Trading places

  • La flotte progresse doucement vers les Canaries
  • Petit temps, pleine lune, des conditions de rêve
  • Spirit of Hungary a passé Gibraltar

Les duos de la Barcelona World Race auraient choisi de faire un tour du monde version voyage, ils ne seraient pas loin d’être les plus heureux des hommes et des femmes. Malheureusement, tous les tandems engagés sont des obsessionnels de la vitesse, du dixième de nœuds gagné, du pouième d’écoute relâchée, du chouia de drisse de grand-voile pour redéfinir le creux, des angles de barre au petit poil pour ne pas perturber les écoulements laminaires sur le safran. A bord, on se déplace sur la pointe des pieds, on retient son souffle et même les mots se font rares comme s’ils allaient épuiser le vent.

Le dilemme canarien

Devant leurs étraves, se profile l’archipel des Canaries et d’ici quelques heures, se posera le dilemme de savoir par où aborder cette difficulté. Certains pourraient bien être tentés de laisser les îles de Lanzarote et Fuerteventura à tribord, passant entre les deux îles les plus orientales et la côte africaine, garantie d’avoir un vent clair. Les plus audacieux pourraient tenter le passage à l’intérieur de l’archipel, notamment dans le canal à l’est de Gran Canaria afin d’y chercher les effets venturi. Mais gare aux effets de site en aval des îles… Enfin, certains pourraient être tentés d’aller se recaler dans l’ouest pour bénéficier par la suite d’un angle plus favorable pour attaquer la descente vers le Pot au Noir, premier grand passage à niveau de ce tour du monde. Mais là encore, il faudra se méfier des effets de site. On à déjà vu, par régime d’alizés, des voiliers se faire piéger dans des calmes à plus de 50 milles dans l’ouest de l’archipel, du fait de la trainée laissée derrière elle par le Teide de Tenerife (3718m).

Guerre psychologique

Bernard Stamm et Jean Le Cam ont bien tenté une première incursion dans l’ouest, mais leur entreprise n’a pas été teintée jusqu’ici d’un franc succès. Plus proches du centre de l’anticyclone positionné sur Madère, les deux compères ont constaté que leur vitesse chutait de plus en plus. Ils ont finalement été contraints de revenir à une route plein sud comme le reste de la flotte. Qu’importe, le ton est donné : il y aura des attaques, des tentatives, des coups d’intox et des bottes secrètes. Jusqu’ici la bagarre est à fleurets mouchetés, mais chacun redoute le coup de maître d’un concurrent qui pourrait prendre la poudre d’escampette à la faveur d’une option particulièrement inspirée. Autant dire que tout ce petit monde se surveille du coin de l’œil : résultat, on communique au minimum, on évite de dévoiler ses intentions. Les coups d’intox font aussi partie de la panoplie du coureur du large.

Tous en Atlantique

D’autres n’ont pas ces états d’âme. Pour l’équipage de Spirit of Hungary, l’essentiel était de sortir de la nasse de la mer d’Alboran.
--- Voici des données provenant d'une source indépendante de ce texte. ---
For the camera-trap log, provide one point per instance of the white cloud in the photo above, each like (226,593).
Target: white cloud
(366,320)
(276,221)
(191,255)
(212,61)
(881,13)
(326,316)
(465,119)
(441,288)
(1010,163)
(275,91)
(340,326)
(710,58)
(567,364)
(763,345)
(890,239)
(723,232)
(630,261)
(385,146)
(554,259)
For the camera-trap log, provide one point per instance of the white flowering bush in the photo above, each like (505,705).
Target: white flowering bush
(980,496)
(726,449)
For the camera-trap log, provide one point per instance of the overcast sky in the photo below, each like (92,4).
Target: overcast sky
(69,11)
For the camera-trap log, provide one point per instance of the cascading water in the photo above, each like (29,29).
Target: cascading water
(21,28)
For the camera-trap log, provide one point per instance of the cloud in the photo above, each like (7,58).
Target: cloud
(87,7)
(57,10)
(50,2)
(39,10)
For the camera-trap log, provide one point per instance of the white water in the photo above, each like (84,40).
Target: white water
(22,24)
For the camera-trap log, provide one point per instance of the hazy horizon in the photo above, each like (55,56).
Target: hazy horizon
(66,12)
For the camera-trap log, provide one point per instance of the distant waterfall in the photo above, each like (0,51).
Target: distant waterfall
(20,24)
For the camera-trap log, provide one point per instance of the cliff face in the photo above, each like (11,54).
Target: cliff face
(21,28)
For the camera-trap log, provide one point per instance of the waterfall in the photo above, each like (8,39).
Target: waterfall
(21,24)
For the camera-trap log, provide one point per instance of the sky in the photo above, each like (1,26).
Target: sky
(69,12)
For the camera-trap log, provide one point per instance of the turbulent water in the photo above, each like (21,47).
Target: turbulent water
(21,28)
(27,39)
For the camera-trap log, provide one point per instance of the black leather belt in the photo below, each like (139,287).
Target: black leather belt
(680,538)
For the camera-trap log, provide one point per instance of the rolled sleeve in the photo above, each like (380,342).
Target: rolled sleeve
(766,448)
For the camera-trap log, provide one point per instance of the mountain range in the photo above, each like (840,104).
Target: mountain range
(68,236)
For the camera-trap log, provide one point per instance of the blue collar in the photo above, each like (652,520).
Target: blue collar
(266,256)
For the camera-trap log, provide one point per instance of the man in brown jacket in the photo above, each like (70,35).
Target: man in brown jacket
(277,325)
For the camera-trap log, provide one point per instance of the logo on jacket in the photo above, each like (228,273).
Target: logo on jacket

C’est chose faite depuis cet après-midi puisque Nandor Fa et Conrad Colman ont coupé la longitude de Tarifa à 16h39 (TU+1). C’est pour eux une nouvelle course qui commence. Devant eux, les frères Garcia (We Are Water) profitent du vent pour continuer de progresser à près de dix nœuds, quand Aleix Gelabert et Didac Costa (one Planet One Ocean & Pharmaton) ne devraient pas tarder à empanner pour faire route au sud, sous peine de se faire piéger par l’anticyclone des Açores qui a pris ses aises jusqu’à Madère. Il reste que pour ces deux bizuths du tour du monde, la Barcelona World Race commence sous les meilleurs auspices. Sut le plus ancien bateau de la flotte, les deux complices font un début de course remarqué à une quarantaine de milles seulement de l’équipage de Renault Captur, qui associe Sébastien Audigane, un circumnavigateur multirécidiviste, à un marin régatier dans l’âme, Jörg Riechers. Aleix et Didac savent qu’il leur sera difficile, dès que le vent montera de résister à la puissance des bateaux des générations suivantes, mais ce qui est pris n’est plus à prendre. Carpe Diem.